One of the most dynamic student’s I’ve ever taught–Anthony was an artist, a scholar, an athlete, and a friend. Montana does such a nice job of illustrating the dynamic layers of his friend’s unique mind. Montana said to me, “This is Anthony’s brain. These are all the layers and colors inside his head. This is what he was all about.”
The art studio was a favorite place of Anthony’s. The 5th graders and I used our studio time on Monday to write down and illustrate our memories of him. Some students created books full of anecdotes for Anthony’s family while others folded his favorite origami figures and paper footballs to express his playful side.

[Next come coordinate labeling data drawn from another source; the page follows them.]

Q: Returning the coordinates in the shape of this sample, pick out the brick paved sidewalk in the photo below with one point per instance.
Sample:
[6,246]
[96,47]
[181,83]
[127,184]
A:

During After School, the 3rd and 4th graders came to the studio to create a handful of cheerful bookmarks for Anthony’s funeral service. Because Anthony was such an avid reader and lover of books, the page holders seemed like the perfect way for his family to nestle his memory into their personal thoughts and prayers. Mrs. Albert-Garvey delivered our small gifts to his mother the night before his service and I was told that she was very moved by the gesture. In the midst of all her pain, never once has she stopped thinking about Anthony’s friends and teachers. She has told us how important it is to her that we all focus all our love and prayers on our students so that they may remain strong, united, focused and curious students. We can most certainly do that for her, and for Anthony. Let’s hope that the Maury family will never have to experience such a tragic loss again. Anthony will surely be missed but not forgotten.